From: "Paul E. McKenney" <paulmck@linux.vnet.ibm.com>
To: Mathieu Desnoyers <mathieu.desnoyers@polymtl.ca>
Cc: linux-kernel@vger.kernel.org, mingo@elte.hu,
laijs@cn.fujitsu.com, dipankar@in.ibm.com,
akpm@linux-foundation.org, josh@joshtriplett.org,
dvhltc@us.ibm.com, niv@us.ibm.com, tglx@linutronix.de,
peterz@infradead.org, rostedt@goodmis.org,
Valdis.Kletnieks@vt.edu, dhowells@redhat.com,
eric.dumazet@gmail.com
Subject: Re: [PATCH tip/core/rcu 08/10] rcu: Add a TINY_PREEMPT_RCU
Date: Mon, 16 Aug 2010 14:32:00 -0700 [thread overview]
Message-ID: <20100816213200.GK2388@linux.vnet.ibm.com> (raw)
In-Reply-To: <20100816191947.GA970@Krystal>
On Mon, Aug 16, 2010 at 03:19:47PM -0400, Mathieu Desnoyers wrote:
> * Paul E. McKenney (paulmck@linux.vnet.ibm.com) wrote:
> > On Mon, Aug 16, 2010 at 11:07:37AM -0400, Mathieu Desnoyers wrote:
> > > * Paul E. McKenney (paulmck@linux.vnet.ibm.com) wrote:
> > > [...]
> > > > +
> > > > +/*
> > > > + * Tiny-preemptible RCU implementation for rcu_read_unlock().
> > > > + * Decrement ->rcu_read_lock_nesting.
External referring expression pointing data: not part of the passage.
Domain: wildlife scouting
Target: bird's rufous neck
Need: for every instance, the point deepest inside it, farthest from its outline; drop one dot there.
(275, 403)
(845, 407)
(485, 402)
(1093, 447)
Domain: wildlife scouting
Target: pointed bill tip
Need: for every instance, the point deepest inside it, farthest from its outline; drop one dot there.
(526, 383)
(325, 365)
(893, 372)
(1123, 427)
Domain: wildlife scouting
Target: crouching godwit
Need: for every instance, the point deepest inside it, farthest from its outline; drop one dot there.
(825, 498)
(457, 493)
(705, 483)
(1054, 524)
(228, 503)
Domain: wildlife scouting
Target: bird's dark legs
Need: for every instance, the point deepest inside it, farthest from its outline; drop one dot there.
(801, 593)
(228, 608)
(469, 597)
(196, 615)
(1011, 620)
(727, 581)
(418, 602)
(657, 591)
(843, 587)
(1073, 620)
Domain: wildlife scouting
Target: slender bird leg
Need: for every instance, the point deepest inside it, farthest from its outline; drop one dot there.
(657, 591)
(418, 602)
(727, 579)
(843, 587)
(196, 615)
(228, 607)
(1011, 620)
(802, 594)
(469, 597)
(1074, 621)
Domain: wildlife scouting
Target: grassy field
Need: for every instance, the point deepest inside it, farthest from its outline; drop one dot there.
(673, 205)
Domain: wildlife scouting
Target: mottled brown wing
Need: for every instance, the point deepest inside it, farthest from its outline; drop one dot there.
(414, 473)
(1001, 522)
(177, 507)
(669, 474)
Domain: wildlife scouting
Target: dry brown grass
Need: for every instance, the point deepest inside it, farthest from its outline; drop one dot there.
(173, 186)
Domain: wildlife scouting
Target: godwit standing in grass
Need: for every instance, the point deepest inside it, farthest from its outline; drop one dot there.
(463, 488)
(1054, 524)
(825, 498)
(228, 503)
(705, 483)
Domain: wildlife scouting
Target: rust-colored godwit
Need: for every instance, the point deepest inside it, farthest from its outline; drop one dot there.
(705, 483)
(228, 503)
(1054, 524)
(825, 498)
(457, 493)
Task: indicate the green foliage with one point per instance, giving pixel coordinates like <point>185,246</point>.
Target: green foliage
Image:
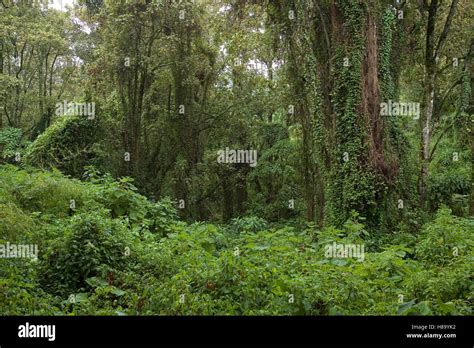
<point>97,262</point>
<point>10,142</point>
<point>68,145</point>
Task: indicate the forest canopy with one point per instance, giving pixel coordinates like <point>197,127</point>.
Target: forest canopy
<point>236,157</point>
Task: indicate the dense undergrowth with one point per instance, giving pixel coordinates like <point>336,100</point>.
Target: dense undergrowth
<point>106,250</point>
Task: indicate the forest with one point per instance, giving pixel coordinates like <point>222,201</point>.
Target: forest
<point>236,157</point>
If the result is zero (outermost
> > > > + * rcu_read_unlock()) and ->rcu_read_unlock_special is non-zero, then
> > > > + * invoke rcu_read_unlock_special() to clean up after a context switch
> > > > + * in an RCU read-side critical section and other special cases.
> > > > + */
> > > > +void __rcu_read_unlock(void)
> > > > +{
> > > > + struct task_struct *t = current;
> > > > +
> > > > + barrier(); /* needed if we ever invoke rcu_read_unlock in rcutiny.c */
> > > > + if (--t->rcu_read_lock_nesting == 0 &&
> > > > + unlikely(t->rcu_read_unlock_special))
> >
> > First, thank you for looking this over!!!
> >
> > > Hrm I think we discussed this in a past life, but would the following
> > > sequence be possible and correct ?
> > >
> > > CPU 0
> > >
> > > read t->rcu_read_unlock_special
> > > interrupt comes in, preempts. sets t->rcu_read_unlock_special
> > > <preempted>
> > > <scheduled back>
> > > iret
> > > decrement and read t->rcu_read_lock_nesting
> > > test both old "special" value (which we have locally on the stack) and
> > > detect that rcu_read_lock_nesting is 0.
> > >
> > > We actually missed a reschedule.
> > >
> > > I think we might need a barrier() between the t->rcu_read_lock_nesting
> > > and t->rcu_read_unlock_special reads.
> >
> > You are correct -- I got too aggressive in eliminating synchronization.
> >
> > Good catch!!!
> >
> > I added an ACCESS_ONCE() to the second term of the "if" condition so
> > that it now reads:
> >
> > if (--t->rcu_read_lock_nesting == 0 &&
> > unlikely((ACCESS_ONCE(t->rcu_read_unlock_special)))
> >
> > This prevents the compiler from reordering because the ACCESS_ONCE()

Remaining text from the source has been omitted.